While digital technology has lowered the barriers to entry into the sector, with challengers and payment platforms attracting millions of customers – how do banks build a competitive advantage? According to a recent McKinsey survey, half of all financial-services companies currently rank business building as a top-three priority. This is an 18% increase compared to a similar survey conducted two years ago.
Banks have the capital, resources, and expertise to turn the tables on new entrants and launch digital offerings of their own. But do they have the time? Take HSBC (then Midland Bank), who in 1989 built First Direct in-house over several years, becoming the first UK bank providing a 24-hour internet and mobile-based banking service.
An accelerated disruption strategy could include tapping into multiple specialist Fintech ecosystem providers who collaborate to provide niche tech and digital capabilities or operating models required to grow and build new solutions. Currencycloud has helped challenger banks get to market quicker than ever before, and we’re helping traditional banks do the same.

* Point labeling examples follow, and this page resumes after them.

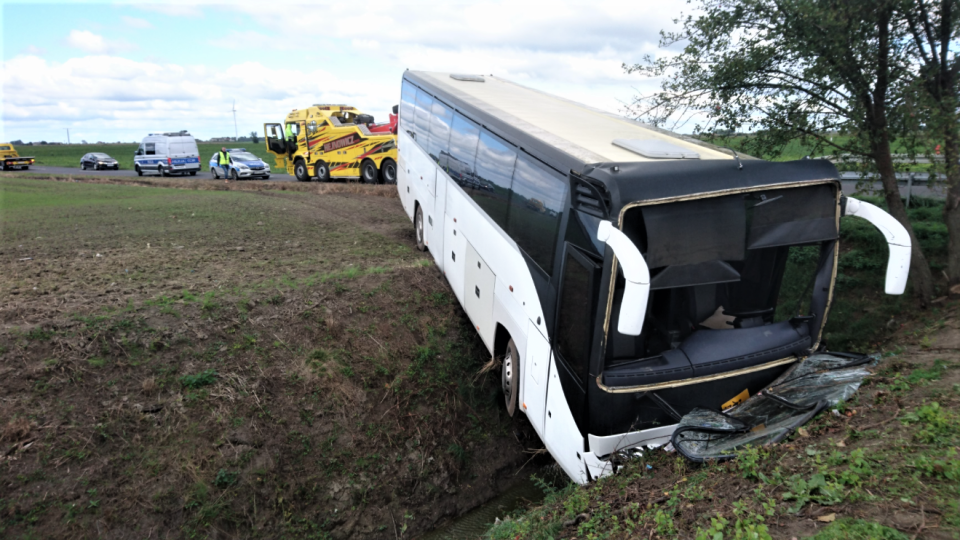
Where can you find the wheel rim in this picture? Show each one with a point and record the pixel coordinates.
(509, 380)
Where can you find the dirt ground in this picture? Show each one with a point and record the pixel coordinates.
(179, 361)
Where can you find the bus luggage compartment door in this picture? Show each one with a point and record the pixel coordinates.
(479, 281)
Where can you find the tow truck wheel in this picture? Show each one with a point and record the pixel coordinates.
(322, 171)
(418, 225)
(510, 377)
(388, 172)
(368, 171)
(300, 171)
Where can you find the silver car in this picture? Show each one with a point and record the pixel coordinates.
(243, 164)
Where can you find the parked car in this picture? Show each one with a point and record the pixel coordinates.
(168, 153)
(243, 164)
(97, 161)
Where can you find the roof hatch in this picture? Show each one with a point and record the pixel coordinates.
(656, 149)
(468, 78)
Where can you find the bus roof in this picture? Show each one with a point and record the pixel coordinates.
(584, 133)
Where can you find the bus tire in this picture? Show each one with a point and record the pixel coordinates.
(322, 171)
(368, 172)
(510, 377)
(388, 172)
(418, 227)
(300, 171)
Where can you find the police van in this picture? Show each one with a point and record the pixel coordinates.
(167, 154)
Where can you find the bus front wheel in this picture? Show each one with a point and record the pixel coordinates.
(510, 377)
(368, 171)
(418, 225)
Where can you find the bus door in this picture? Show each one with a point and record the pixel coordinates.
(574, 329)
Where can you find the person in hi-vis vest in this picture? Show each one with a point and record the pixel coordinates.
(224, 161)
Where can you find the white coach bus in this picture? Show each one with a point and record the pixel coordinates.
(624, 274)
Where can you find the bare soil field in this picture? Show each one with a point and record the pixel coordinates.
(182, 359)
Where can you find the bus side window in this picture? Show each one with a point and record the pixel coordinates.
(422, 123)
(408, 104)
(536, 206)
(579, 287)
(440, 122)
(495, 160)
(459, 163)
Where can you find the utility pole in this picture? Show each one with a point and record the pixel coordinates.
(236, 133)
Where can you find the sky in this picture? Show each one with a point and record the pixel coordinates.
(119, 71)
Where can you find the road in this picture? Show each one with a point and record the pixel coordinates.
(274, 176)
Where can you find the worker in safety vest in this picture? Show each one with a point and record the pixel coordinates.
(291, 140)
(224, 161)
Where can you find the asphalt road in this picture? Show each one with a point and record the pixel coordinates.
(274, 176)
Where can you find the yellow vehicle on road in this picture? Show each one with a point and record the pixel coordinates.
(335, 141)
(13, 160)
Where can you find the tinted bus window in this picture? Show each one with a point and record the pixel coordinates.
(575, 316)
(408, 104)
(536, 206)
(459, 160)
(422, 125)
(495, 160)
(440, 122)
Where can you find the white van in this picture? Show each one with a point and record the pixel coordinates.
(168, 153)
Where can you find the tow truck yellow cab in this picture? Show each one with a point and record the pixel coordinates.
(334, 141)
(12, 160)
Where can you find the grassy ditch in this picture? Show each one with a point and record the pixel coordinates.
(256, 364)
(883, 466)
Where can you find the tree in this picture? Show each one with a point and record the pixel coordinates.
(932, 26)
(795, 69)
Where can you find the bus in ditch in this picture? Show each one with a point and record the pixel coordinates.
(624, 275)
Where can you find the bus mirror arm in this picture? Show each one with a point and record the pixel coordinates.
(898, 240)
(633, 307)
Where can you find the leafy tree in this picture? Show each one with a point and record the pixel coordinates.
(795, 69)
(933, 25)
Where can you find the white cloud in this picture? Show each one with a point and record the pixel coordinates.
(134, 22)
(89, 42)
(174, 10)
(237, 40)
(126, 99)
(33, 50)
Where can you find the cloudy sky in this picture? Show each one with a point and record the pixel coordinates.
(118, 71)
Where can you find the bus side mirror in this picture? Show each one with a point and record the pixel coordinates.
(633, 308)
(898, 264)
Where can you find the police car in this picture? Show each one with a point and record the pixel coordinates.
(243, 164)
(168, 154)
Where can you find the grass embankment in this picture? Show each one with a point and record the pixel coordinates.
(69, 155)
(193, 363)
(885, 466)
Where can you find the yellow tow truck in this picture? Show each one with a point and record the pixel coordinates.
(13, 160)
(335, 141)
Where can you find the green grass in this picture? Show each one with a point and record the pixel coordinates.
(69, 155)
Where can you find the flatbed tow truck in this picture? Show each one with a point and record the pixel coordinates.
(13, 160)
(335, 142)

Banks building a new digital business or offshoot is increasingly seen as an effective way to grow. Decoupled from the risk adversity and legacy tech stack of an incumbent, and benefiting from the agility of a startup, the new business should be able to pursue growth opportunities faster than its parent. We’ve already seen examples such as:
- Low cost cross-border payments and multi currency wallets
- Digital-asset or crypto exchange or Wealthtech platforms
- Vertical offerings in healthcare, housing, mobility, or e-commerce with seamless payments enablement and embedded lending
- An ecosystem serving SMEs with a bank account linked to services such as one-stop accounting, invoicing, and bill payments
- Co-branded or white-label point-of-sale or “buy now, pay later” offerings
Standard Bank (a Currencycloud client) realized this approach with the launch of Shyft, its own Fintech offering cross-border transactions. In a recent interview with the Co-founder of this offshoot, Arno von Helden cites his own experience with intrapreneurship (where an employee starts a business that falls within their larger corporate structure) as being a highly effective approach.

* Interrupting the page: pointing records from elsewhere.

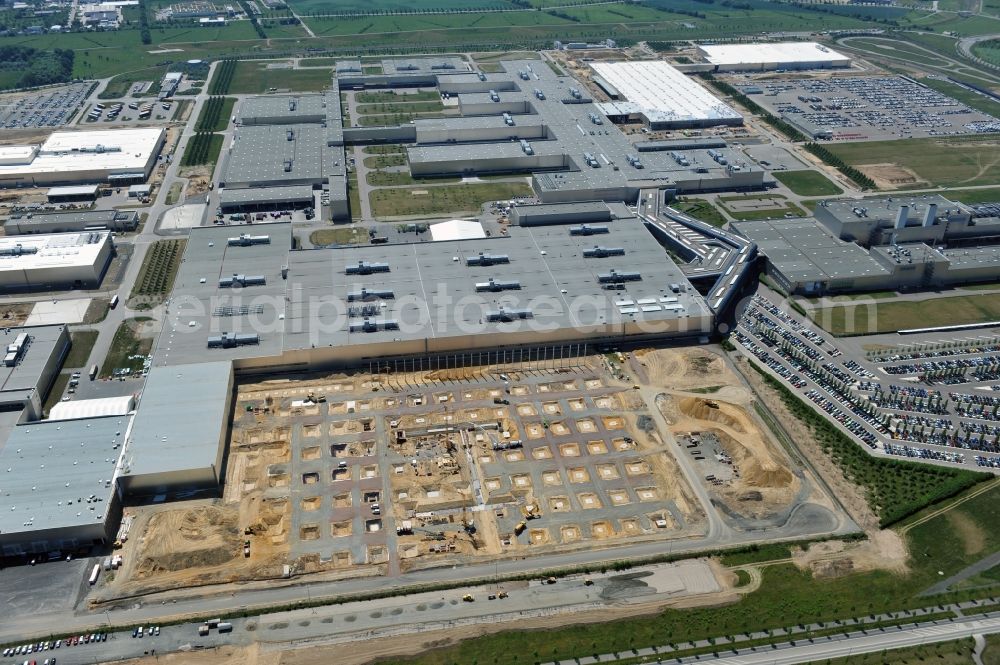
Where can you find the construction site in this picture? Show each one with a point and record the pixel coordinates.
(369, 474)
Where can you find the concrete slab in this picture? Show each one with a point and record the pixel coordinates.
(183, 217)
(52, 312)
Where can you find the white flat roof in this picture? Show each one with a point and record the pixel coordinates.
(92, 408)
(122, 150)
(661, 93)
(50, 251)
(780, 53)
(457, 229)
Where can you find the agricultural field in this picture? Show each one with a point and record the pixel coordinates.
(215, 114)
(700, 210)
(448, 199)
(854, 319)
(202, 150)
(945, 162)
(156, 277)
(251, 77)
(807, 183)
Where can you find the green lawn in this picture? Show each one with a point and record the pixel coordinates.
(968, 97)
(339, 236)
(448, 199)
(946, 162)
(807, 183)
(129, 340)
(82, 344)
(701, 210)
(849, 319)
(254, 77)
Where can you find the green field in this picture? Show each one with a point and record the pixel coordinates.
(448, 199)
(701, 210)
(255, 77)
(968, 97)
(128, 341)
(787, 209)
(82, 343)
(807, 183)
(339, 236)
(945, 162)
(854, 319)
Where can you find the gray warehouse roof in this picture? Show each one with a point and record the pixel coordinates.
(60, 472)
(804, 250)
(181, 416)
(275, 154)
(20, 382)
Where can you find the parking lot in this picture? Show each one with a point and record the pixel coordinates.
(886, 398)
(869, 108)
(48, 108)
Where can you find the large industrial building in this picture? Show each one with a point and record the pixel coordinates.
(61, 260)
(661, 96)
(116, 156)
(771, 56)
(876, 244)
(24, 223)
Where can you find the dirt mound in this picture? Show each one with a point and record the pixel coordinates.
(712, 411)
(757, 467)
(199, 537)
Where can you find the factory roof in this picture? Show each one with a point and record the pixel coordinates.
(86, 217)
(20, 382)
(59, 474)
(309, 307)
(35, 252)
(803, 250)
(92, 408)
(250, 195)
(181, 414)
(119, 150)
(266, 107)
(784, 53)
(660, 92)
(457, 229)
(276, 154)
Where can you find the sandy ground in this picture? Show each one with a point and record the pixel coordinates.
(884, 548)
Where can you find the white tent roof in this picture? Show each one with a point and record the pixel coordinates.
(457, 229)
(92, 408)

“We were able to create a Fintech business within a large corporate institution,” he said. “Although it belongs to a larger institution, we very much feel like owners of the business.”

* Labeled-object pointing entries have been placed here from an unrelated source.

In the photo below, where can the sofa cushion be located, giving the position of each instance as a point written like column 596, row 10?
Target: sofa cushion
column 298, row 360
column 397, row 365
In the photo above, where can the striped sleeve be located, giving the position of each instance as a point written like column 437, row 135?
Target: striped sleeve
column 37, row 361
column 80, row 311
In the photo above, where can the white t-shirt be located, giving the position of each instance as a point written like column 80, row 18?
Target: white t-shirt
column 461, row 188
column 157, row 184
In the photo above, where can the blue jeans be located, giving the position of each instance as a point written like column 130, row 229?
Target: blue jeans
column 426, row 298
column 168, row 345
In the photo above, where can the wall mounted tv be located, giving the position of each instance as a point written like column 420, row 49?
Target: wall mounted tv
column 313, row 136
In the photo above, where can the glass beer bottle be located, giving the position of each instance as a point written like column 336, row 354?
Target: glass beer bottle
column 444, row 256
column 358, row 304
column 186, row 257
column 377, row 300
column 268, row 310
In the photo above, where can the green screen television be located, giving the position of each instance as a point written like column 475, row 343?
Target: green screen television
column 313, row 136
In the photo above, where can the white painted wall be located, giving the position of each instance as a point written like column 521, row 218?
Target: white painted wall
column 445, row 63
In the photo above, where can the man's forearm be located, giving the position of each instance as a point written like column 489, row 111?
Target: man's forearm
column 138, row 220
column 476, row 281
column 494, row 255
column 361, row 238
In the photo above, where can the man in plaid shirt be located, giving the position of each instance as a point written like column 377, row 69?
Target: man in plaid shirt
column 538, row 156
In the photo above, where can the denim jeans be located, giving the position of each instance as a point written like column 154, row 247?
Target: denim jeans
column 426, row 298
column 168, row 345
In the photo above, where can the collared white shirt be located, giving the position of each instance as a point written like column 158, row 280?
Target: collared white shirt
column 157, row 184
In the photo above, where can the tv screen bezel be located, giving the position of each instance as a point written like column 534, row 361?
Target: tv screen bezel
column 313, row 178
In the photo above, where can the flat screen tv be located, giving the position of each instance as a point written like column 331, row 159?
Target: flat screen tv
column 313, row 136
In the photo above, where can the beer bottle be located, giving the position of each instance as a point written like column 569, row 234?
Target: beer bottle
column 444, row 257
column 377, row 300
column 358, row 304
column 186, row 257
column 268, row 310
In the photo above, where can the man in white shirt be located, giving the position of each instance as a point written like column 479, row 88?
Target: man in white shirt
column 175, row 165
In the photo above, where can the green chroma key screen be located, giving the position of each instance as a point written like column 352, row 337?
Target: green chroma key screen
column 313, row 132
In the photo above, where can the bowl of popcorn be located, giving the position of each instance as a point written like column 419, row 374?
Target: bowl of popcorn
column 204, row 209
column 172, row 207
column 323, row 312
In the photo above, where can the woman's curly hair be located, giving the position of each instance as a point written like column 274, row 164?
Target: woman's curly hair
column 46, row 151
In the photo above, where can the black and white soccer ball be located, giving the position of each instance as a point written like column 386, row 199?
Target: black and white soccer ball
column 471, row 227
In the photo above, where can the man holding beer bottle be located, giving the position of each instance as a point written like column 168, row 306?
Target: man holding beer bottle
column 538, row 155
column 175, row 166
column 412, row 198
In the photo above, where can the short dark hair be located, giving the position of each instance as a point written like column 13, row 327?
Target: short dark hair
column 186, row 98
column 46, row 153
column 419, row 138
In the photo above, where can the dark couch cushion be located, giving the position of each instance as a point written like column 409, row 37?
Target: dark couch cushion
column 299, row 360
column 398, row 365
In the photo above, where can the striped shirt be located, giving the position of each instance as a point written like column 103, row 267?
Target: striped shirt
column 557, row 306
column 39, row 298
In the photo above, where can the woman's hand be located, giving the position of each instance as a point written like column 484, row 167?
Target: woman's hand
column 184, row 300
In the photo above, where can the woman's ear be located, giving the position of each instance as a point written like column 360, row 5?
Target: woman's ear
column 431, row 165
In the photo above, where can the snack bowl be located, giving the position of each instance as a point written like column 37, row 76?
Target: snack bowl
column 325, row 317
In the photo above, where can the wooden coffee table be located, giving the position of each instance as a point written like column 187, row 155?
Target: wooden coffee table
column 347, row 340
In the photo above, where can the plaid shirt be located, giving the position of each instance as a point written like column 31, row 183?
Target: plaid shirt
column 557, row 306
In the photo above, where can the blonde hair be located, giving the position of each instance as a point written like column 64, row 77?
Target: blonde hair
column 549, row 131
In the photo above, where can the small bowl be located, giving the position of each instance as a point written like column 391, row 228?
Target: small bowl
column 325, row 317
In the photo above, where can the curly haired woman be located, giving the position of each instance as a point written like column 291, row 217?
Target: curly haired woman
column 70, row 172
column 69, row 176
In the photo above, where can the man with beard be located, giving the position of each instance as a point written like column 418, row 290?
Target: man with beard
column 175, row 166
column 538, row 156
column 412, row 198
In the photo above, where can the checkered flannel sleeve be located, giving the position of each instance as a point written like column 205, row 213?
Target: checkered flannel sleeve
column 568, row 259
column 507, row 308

Fintechs themselves understand the need to partner with other agile best-in-breed innovators. For example, in 2021 banking-as-a-service startup sync. partnered with financial connection platform Integrated Finance, Currencycloud and card issuer Transact Payments Limited to build a super-app. Working together they achieved sync.’s vision of customers being able to instantly access and manage all their accounts across different banks, within a single app. This complex project was completed in just two months.
Just like tugboats, the niche expertise of fintechs, can form partnerships for business building – delivered to market quickly and delighting customers with great user experiences – so banks can be empowered to sail on, full speed ahead.